In today's 101, I cover the first strobe lights I ever bought! They're small, they're basic, but ultimately they can do what you need them to do. I always say this, but a light is a light is a light, and what you are paying for is consistency, convenience, build quality and of course, adaptability, via either the available modifiers, or the in built special features on more specialist and professional heads.
Suggesting these are universal fit may imply the latter, but in reality they're quite limited, and it refers to how we attach modifiers to strobes lights. We'll cover both modifiers (and terms such as soft boxes, umbrellas, beauty dishes etc) and how to attach them to photography strobe lights in a later video, but in short, without buying an added extra in the form of a mount converter, you will not open up the real world of lighting modifiers made for more popular brands, and more importantly, mounts.
While my strobes were unbranded, because these were cheap and cheerful, most budget companies sold a variant of them with their branding on. Most notably, Godox, one of the kings of budget, yet reasonably well functioning photography gear. In fact, one of the major players, and probably the most notable strobe mounts of choice for most brands, Bowens, suffered as a result of Godox being able to do what they do, but for far cheaper and while ditching the universal mount system in favour of the Bowens s-fit. Bowens then went into liquidation, and with the cruel irony of all this being that, even at this point, Godox were also helping manufacture some Bowens strobes too! Since, Bowens have been bought out and back to life by the same company whom own WEX photographic, and Godox now manufacture all Bowens lights in their factory, but to the Bowens brand specifications!

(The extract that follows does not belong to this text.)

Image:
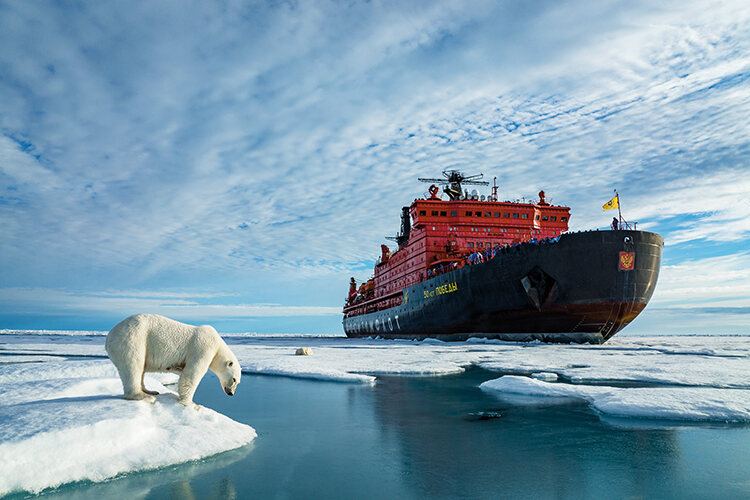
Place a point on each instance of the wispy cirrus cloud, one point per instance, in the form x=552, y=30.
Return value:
x=266, y=149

Basic functionality of any strobe light
I've included above, the back of the Godox 300DI with a key to all it's functionality. A light is a light is a light, right? Sure, but to be useful in a photography studio, they really need some basic functionality to make the most of them, and for you to not be feeling frustrated or too chastised in the process - and having said that, there's typically always some physics limiting you as a photographer, but it's your job to use it to your advantage, or to take it into account in advance so that it doesn't become an issue outside of a convenience or luxury! Again, we will cover a bunch of these functions regarding syncing lights and how they talk to the camera in a future video/blog, so for now I'll just focus on one the thing here... the exposure dial. Exposure being the amount of power output the light has. Believe it or not, you can get fixed exposure strobe lights, with the concept being that you use distance to control the output. A light is a light is a light, but equally, a light's distance to its subject will also change that lights 'quality' too, so while having the ability to move a light as a tool for exposure should not be scoffed at when nothing else is available, having the ability not to so, will serve you more. I've also included a picture of the plastic light mount where the light its self attaches to the light stand. This was just to make a quick point about how poorly made these are, in fact, you can see in the video that I've modified mine with a washer and new bolt given the thread went on the old one. They can also snap, and they can't hold the weight of a decent modifier without collapsing in on themselves. They do say that if you buy quality, you only need to buy once.. but consider this, that lack of convenience and the possible trouble at an amateur hobbyist level will result in a world of amateur engineering, plan b's and experience for when shit will inevitably hit the fan as pro.. and it will, and you'll be more prepared than most! You'll be happy to hear, however, that while we do have these knocking around Splash Point Photo photography studio simply because I still have mine from back in the day, they're not by any stretch our main lights, and no one uses them - but they're there if you wish to expand your set-up.